Poor Pete’s career record: 16-58.

That includes two years at Army after replacing Krzyzewski that had him going 7-19 and 5-22, and then the 4-15 finish in 1994-1995 after he took over for Coach K midseason.

I’m digressing here.

Back to the story: Coach K, being like us, conflicted about where we are with college basketball.

He didn’t say it last night, that the reason games are being played now is about the money, but he did say that back in the summer, in an interview with ESPNU Radio.

“We need — and the NCAA needs — a men’s NCAA tournament,” Krzyzewski said. “If you don’t have it two years in a row, the NCAA, financially, could go in another direction.”

Which, yes, precisely.

And that another direction could very well be: extinction.

A big reason for that is, of course, the money.

College basketball is a multibillion-dollar business. The NCAA Tournament alone generates more than $1.4 billion annually for the NCAA, and as Krzyzewski noted, the NCAA has already gone one year without that $1.4 billion.

Another zero would be catastrophic, not only for the NCAA, but for schools like, well, Duke – well, at least for the athletics program at Duke.

Duke University has an $8.5 billion endowment.

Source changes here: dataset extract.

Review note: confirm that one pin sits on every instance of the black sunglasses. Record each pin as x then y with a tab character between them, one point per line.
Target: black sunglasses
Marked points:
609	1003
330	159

If there is never another college basketball game in Cameron Indoor Stadium, the education offered in the buildings surrounding it will continue without anybody blinking an eye.

But Duke Athletics …

The basketball program generates more than a third of the athletics department’s $100 million-plus budget, ranking fourth on the 2020 Forbes list of most valuable college basketball programs.

The P/L used by Forbes puts spending on the men’s basketball program at Duke at $19.8 million a year.

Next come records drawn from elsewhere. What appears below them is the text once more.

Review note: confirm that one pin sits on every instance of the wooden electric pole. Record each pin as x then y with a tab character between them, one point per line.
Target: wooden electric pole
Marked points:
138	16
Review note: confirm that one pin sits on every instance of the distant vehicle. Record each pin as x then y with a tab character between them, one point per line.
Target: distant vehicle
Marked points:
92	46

Just less than half of that goes … where, do you think?

Coach K is the highest-paid coach in college basketball, according to The Street, with a salary of $8.98 million a year.

(Virginia’s Tony Bennett ranks 20th on that list, at $3.025 million per year.)

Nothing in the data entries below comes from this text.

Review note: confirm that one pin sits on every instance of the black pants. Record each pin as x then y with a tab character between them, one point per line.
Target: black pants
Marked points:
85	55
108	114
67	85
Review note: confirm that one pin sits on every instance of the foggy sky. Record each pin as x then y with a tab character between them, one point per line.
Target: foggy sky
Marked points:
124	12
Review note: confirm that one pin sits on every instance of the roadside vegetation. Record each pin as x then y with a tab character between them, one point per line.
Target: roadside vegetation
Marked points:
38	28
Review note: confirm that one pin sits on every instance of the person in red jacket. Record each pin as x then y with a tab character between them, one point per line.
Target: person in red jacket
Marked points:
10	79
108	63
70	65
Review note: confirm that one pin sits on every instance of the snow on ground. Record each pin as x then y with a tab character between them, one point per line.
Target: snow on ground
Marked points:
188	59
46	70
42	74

A number of college coaches, including Coach K, have taken voluntary pay cuts in light of the strains from the COVID-19 public health response scuttling the 2020 NCAA Tournament in the spring and putting severe curbs on fan attendance at football games this fall and now basketball games being played in the winter.

Admirable there, but largely symbolic, in the grand scheme of things.

The primary reason colleges would go broke if college athletics as we know them would cease to be would be the obligations to overpaid (for the money they bring in, relative to the market) coaches.

Yes, there’s value in all those palaces that the games are played in, but you can amortize that.

Some are putting words in Coach K’s mouth to the effect that he’s decrying the cynical decision to play games in the latter stages of the pandemic just to keep the money train steaming down the tracks.

I didn’t see or hear him go that far.

He’s still cashing the checks, after all.